北九州市立八幡病院 整形外科/2011-03-15

  • 黒木 一央
  • 長崎大学 出身
  • 2008年 入局

 H20年入局の黒木一央です。私は現在、北九州市にある北九州市立八幡病院で勤務しています。長崎大学整形外科の関連病院としては大分県立病院と並び長崎から最も離れた場所にある病院です。今回は医学生のみなさんや研修医の先生方に向けて当院の紹介をしたいと思います。
 北九州は、長崎から遠く離れて孤立しているかと思いきやそんなことはなく、内科・外科・形成外科・麻酔科など長崎大学から来られている先生が数多くいらっしゃいます。長崎大学病院の研修協力病院でもあるため長崎大学からの初期研修・後期研修医の先生もいて、そんなにアウェー感はありません。また北九州といえば物騒な地域をイメージしてしまうのは私だけではないと思いますが、ここに来て1年近くが経ちましたが現在のところこれといったトラブルもなく平穏な日々を過ごしています(ただある先生は当直中に愛車を盗難され、証拠隠滅のため車内に消火器をまかれ廃車になるという悲惨な目に遭われた方もいます。やはり注意は必要ということでしょう)。新幹線や都市高速など交通の便もよく、比較的住みやすい土地だと思います。

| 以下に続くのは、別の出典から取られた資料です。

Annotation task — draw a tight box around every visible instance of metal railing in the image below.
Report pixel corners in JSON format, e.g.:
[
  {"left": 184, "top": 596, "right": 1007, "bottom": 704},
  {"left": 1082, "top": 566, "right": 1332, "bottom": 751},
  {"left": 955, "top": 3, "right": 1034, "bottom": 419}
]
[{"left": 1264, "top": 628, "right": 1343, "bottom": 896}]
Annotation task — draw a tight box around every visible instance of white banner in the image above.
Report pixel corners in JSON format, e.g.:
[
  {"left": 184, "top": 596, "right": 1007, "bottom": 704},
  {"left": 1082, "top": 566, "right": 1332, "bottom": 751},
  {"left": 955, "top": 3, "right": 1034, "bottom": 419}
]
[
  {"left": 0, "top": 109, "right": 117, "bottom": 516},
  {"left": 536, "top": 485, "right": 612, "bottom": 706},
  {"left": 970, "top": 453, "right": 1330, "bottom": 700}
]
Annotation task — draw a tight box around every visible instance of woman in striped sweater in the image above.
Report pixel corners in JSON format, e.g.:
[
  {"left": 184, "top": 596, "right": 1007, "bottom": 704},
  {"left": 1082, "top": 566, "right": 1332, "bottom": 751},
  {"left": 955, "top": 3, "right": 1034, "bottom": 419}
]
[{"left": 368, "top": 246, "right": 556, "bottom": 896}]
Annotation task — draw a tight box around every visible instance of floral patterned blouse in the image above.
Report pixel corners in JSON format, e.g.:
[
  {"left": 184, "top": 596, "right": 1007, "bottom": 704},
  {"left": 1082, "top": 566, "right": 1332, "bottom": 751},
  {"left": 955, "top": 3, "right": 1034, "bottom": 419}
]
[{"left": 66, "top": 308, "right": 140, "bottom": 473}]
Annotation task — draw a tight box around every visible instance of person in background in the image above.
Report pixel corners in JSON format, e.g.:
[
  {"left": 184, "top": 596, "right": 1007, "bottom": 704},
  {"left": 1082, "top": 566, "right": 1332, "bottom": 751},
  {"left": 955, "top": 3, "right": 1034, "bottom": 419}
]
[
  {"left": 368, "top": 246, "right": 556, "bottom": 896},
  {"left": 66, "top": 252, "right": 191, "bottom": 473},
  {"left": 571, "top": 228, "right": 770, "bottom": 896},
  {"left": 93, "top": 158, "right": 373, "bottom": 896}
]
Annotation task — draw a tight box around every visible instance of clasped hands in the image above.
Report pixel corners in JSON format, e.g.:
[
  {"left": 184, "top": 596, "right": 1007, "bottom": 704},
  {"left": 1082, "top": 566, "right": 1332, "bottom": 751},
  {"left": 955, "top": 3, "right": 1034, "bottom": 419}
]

 さて、当院の整形外科は野口副院長をはじめ計5名で診療を行っています。分野としては骨折等の外傷治療がほとんどです。救命救急センターがあり外科・脳外科Drが常に待機しているため時折重症の外傷症例が運び込まれます。そういった症例ではhigh energyに起因する開放骨折や軟部組織障害を伴う骨折を合併することも多いため、初期治療として緊急での創外固定を行っています。その後、全身状態の改善を待って2期的手術を行い、機能障害を最小限に抑えるよう治療に取り組んでいます。慢性疾患の手術を行っていないというデメリットはありますが、整形外科の基本ともいえる外傷・骨折の治療を重点的に診ることができる点は研修医の先生方にとってメリットになるのではと思います。また当院は小児科医が20人以上いる小児科が充実した病院であり、それにより小児外傷・骨折の症例が非常に多いのも特徴です。小児科のバックアップがあるため安心して治療に当たることができます。
 以上、簡単ではありますが当院の現状を述べさせていただきました。救急の患者さんは受診されますが周辺に総合病院も複数あるので症例は分散され、仕事に忙殺されるということはありません。勉強もしながらちょっと北九州をenjoyというのもいいのではないでしょうか?医学生・研修医の皆さんが少しでも整形外科に興味を持っていただけたら嬉しく思います。